EDITORIAL

For now, Sami Al-Arian may have lost his legal fight. But his loss is America’s, too.

The decision passed down Friday by the 4th U.S. Circuit Court of Appeals, which denied Al-Arian’s appeal and upheld a decision by a Virginia judge to hold him in contempt of court for refusing to testify, seemed to stand on solid legal ground.

“Everyone agrees that the written plea agreement in the Middle District of Florida contains no language which would bar the government from compelling the appellant’s testimony before a grand jury,” the court wrote. In fact, Al-Arian’s plea agreement mentioned nothing whatsoever about future testimony. The government is clearly correct in its interpretation of the letter of the law.

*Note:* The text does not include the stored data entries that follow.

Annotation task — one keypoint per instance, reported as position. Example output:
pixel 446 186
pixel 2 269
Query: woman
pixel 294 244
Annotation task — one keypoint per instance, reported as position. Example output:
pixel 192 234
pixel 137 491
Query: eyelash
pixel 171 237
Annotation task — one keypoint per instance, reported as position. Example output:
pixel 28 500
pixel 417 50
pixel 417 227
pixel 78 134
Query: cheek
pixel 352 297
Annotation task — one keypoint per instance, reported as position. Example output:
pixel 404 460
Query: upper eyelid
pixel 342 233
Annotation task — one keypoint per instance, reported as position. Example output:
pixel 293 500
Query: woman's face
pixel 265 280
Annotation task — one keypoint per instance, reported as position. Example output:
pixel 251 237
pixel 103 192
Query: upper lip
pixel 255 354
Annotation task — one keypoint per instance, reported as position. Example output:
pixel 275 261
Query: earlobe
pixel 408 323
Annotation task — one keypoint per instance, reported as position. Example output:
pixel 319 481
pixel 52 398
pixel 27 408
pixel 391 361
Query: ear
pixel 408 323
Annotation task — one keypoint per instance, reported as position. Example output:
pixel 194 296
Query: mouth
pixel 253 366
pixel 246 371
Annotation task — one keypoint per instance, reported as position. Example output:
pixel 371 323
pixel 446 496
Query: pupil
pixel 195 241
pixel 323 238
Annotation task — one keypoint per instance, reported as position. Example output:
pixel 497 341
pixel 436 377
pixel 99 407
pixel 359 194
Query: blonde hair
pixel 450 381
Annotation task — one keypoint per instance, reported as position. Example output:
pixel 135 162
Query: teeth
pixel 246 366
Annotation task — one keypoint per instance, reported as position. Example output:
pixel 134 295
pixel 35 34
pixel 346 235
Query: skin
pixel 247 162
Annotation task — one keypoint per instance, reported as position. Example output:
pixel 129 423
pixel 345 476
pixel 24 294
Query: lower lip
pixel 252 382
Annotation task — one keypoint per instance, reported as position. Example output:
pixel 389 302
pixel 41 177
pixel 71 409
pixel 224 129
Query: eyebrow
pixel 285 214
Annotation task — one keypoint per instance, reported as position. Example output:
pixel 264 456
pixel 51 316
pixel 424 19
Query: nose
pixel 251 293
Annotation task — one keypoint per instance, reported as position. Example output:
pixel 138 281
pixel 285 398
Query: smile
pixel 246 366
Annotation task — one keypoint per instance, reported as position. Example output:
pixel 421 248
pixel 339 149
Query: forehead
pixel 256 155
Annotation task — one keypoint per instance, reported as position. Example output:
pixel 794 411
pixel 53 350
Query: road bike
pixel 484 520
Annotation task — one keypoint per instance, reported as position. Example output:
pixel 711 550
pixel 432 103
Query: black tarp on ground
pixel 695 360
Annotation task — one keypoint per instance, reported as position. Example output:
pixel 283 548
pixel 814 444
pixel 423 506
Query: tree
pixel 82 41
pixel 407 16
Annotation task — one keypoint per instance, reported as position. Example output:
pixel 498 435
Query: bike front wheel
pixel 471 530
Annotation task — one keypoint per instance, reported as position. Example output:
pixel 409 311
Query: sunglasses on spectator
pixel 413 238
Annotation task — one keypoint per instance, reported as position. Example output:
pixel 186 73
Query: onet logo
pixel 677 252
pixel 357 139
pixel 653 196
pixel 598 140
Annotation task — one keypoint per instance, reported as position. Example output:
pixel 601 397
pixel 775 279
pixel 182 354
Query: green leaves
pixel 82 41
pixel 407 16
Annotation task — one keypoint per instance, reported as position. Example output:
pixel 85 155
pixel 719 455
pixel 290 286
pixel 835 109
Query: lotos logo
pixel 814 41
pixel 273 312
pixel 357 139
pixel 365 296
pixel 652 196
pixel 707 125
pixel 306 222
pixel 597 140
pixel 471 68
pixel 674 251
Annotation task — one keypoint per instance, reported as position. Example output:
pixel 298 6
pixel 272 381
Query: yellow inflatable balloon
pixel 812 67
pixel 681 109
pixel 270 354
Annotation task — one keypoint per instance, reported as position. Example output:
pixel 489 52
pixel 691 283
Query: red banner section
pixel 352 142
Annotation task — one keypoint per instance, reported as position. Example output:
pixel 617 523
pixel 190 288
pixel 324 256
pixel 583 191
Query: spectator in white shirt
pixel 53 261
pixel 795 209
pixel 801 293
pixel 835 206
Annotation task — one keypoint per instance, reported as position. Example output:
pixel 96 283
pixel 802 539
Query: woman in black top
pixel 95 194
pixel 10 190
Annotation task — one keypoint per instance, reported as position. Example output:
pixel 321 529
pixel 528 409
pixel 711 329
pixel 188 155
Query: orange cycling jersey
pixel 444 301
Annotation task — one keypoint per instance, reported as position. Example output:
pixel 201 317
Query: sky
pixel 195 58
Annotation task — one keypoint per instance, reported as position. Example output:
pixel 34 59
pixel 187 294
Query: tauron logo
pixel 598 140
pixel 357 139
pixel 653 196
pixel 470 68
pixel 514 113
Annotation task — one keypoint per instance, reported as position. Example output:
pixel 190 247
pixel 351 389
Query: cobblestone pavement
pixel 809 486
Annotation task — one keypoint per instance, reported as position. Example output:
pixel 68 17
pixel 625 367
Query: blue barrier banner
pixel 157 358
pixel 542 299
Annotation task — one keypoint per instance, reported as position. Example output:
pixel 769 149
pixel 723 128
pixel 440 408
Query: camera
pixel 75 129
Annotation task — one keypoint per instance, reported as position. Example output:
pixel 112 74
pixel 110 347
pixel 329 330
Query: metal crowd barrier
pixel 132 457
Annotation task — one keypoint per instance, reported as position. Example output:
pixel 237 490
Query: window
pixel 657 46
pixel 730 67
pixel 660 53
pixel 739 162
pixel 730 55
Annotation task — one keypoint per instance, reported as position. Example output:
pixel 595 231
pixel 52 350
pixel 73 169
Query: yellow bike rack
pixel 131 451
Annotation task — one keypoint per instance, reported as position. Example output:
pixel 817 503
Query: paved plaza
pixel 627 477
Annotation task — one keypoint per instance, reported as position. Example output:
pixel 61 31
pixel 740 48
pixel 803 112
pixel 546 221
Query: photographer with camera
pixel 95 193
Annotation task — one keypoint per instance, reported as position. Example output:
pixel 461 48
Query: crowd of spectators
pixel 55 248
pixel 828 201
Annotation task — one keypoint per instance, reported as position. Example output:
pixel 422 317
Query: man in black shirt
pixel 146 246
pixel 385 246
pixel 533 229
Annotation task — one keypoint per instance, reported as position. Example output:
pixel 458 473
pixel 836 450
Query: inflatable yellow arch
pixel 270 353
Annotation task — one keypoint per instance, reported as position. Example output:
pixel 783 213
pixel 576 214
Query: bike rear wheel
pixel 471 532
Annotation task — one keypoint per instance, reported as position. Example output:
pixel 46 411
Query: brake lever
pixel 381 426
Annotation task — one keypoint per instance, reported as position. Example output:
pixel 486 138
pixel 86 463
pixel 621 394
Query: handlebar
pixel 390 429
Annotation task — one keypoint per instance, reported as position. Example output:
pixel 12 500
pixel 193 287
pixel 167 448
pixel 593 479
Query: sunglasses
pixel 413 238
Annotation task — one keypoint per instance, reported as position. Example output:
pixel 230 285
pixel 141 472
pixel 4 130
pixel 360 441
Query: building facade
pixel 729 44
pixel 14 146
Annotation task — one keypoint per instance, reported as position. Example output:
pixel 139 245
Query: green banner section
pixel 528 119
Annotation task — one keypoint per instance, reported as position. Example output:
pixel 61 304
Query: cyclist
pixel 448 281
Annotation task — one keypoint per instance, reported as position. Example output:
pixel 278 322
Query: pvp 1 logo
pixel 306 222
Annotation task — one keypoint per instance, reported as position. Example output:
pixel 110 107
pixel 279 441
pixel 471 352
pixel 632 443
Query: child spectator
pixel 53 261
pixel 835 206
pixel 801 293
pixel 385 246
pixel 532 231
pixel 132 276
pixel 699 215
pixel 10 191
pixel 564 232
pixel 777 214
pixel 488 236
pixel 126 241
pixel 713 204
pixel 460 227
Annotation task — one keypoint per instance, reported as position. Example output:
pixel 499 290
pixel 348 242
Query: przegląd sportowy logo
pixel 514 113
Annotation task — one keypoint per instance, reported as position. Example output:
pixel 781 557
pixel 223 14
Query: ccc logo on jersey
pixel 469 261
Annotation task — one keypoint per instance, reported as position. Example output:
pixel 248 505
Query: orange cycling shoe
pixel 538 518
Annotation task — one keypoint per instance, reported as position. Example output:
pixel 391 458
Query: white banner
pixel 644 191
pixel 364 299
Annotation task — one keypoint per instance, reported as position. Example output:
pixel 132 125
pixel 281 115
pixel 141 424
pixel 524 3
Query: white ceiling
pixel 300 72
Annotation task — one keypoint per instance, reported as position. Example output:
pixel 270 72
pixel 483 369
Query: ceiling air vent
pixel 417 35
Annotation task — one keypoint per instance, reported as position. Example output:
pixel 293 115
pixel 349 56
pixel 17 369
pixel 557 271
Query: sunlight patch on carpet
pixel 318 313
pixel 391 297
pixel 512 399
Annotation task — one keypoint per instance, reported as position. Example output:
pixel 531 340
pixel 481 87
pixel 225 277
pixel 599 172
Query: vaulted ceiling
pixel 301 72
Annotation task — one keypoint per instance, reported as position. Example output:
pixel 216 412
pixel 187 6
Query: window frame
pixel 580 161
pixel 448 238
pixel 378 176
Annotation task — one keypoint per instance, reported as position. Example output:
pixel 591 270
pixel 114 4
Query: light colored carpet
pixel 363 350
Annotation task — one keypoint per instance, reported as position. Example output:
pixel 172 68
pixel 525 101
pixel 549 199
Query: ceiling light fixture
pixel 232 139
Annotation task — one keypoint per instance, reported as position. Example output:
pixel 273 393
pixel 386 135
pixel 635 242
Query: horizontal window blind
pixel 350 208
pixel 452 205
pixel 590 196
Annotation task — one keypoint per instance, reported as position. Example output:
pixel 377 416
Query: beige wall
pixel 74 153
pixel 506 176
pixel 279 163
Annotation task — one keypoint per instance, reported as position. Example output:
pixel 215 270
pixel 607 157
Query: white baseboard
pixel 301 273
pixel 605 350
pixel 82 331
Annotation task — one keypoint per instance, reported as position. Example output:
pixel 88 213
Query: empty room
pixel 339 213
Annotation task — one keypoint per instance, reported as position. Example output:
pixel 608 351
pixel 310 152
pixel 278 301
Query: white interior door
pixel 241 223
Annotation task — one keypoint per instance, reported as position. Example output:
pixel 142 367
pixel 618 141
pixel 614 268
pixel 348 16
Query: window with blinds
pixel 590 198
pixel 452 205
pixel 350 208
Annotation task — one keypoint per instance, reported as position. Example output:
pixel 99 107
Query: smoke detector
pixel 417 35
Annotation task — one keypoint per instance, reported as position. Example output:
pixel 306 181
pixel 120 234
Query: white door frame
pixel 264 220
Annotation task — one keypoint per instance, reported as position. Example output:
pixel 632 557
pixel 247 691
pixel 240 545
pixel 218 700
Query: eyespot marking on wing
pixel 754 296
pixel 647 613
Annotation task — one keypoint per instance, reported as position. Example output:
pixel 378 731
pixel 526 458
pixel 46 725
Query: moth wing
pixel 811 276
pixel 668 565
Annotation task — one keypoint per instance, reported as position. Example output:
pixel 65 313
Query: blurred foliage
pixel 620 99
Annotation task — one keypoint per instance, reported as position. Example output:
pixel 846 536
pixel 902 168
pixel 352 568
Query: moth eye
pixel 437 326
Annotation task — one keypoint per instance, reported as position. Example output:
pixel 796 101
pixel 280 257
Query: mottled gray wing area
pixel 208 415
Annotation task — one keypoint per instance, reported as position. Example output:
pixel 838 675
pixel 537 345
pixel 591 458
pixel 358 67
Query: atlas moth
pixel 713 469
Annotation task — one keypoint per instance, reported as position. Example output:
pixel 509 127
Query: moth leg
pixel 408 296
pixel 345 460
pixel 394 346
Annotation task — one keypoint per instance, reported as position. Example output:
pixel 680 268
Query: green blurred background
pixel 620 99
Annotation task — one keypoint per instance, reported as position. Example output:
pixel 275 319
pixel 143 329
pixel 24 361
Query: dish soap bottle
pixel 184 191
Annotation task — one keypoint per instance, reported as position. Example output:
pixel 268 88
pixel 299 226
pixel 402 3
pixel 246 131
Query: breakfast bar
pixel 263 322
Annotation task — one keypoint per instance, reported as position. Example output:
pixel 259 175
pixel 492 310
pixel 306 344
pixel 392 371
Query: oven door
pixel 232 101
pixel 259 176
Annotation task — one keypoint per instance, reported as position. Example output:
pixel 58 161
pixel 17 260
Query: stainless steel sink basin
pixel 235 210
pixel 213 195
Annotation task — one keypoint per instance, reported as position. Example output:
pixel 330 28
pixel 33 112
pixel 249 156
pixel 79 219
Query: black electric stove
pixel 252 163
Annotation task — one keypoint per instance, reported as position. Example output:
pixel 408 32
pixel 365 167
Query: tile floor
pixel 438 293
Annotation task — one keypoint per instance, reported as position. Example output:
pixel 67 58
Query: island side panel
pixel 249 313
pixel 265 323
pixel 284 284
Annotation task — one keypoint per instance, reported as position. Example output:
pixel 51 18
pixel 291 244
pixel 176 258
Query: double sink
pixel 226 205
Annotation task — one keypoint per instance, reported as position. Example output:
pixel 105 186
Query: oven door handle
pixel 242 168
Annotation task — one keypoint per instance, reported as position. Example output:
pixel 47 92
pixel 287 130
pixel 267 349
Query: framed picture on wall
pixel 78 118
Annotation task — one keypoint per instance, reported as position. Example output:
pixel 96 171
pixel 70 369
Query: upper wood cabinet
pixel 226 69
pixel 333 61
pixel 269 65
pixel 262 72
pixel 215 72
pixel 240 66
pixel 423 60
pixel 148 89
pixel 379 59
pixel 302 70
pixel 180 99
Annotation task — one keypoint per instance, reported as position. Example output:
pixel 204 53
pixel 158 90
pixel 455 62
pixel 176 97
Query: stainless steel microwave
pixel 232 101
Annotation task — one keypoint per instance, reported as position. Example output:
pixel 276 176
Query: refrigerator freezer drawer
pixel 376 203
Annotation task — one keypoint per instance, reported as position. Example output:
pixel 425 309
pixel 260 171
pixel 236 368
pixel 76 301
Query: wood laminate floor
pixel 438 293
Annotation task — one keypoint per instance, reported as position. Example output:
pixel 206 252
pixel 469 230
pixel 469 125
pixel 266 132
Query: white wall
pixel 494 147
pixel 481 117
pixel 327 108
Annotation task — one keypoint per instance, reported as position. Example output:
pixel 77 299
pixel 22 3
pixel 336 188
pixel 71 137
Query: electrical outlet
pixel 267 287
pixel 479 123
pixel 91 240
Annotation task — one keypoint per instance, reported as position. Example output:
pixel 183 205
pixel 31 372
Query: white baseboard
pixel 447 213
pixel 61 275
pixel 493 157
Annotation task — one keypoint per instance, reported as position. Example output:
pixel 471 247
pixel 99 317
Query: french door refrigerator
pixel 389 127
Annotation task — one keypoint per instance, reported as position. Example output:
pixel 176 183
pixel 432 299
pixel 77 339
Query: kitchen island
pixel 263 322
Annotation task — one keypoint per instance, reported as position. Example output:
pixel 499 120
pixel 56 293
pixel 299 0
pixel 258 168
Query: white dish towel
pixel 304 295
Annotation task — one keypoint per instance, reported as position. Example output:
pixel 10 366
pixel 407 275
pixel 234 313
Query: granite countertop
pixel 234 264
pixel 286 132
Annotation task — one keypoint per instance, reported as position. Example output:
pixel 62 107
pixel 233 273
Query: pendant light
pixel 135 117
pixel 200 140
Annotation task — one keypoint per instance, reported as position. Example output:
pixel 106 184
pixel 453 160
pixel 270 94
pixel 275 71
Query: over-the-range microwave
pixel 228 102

But the law is not a bludgeon – it’s a tool of argument. When the government initially prosecuted Al-Arian, it was intending to use the law to defend society from terrorism. With the judgment on Friday, it’s almost assured the government has failed in that mission.

Think about it: The government wanted to prove to a jury of 12 people that Al-Arian was guilty of providing support to a terrorist organization and failed. The government then wanted Al-Arian to testify in a case in Alexandria, Va. – going so far as to sentence him to 18 months in prison for contempt of court after he refused to do so. The decision by the 4th Circuit Court of Appeals Friday did nothing to prove Al-Arian guilty of any federal crime. More importantly, it will do nothing to motivate him to testify. It will merely allow him to serve the remainder of his sentence for contempt of court, followed by the remainder of his 57-month sentence.

Judging from Al-Arian’s public support, the government didn’t “expose” Al-Arian at all. The government failed to convince a jury of Al-Arian’s peers that he was guilty, instead resorting to a plea agreement. In fact, the government has failed in every aspect of Al-Arian’s prosecution. It presumably prosecuted Al-Arian to gain evidence against other suspected terrorists, imprison a man believed to be a terrorist and win the moral support of a nation in the throes of a war on terror. To date, only one of those – Al-Arian’s imprisonment – has occurred. Instead of placing Al-Arian in witness protection – thereby allaying his fears of retribution for testimony – the government remained set in its stance on the matter, and has come up empty-handed.

And the idea that Al-Arian might be – in the words of Paul Perez, the U.S. District Attorney who presided over the Middle District of Florida during Al-Arian’s original criminal trial – a “white-collar terrorist,” makes the government’s failures all the worse.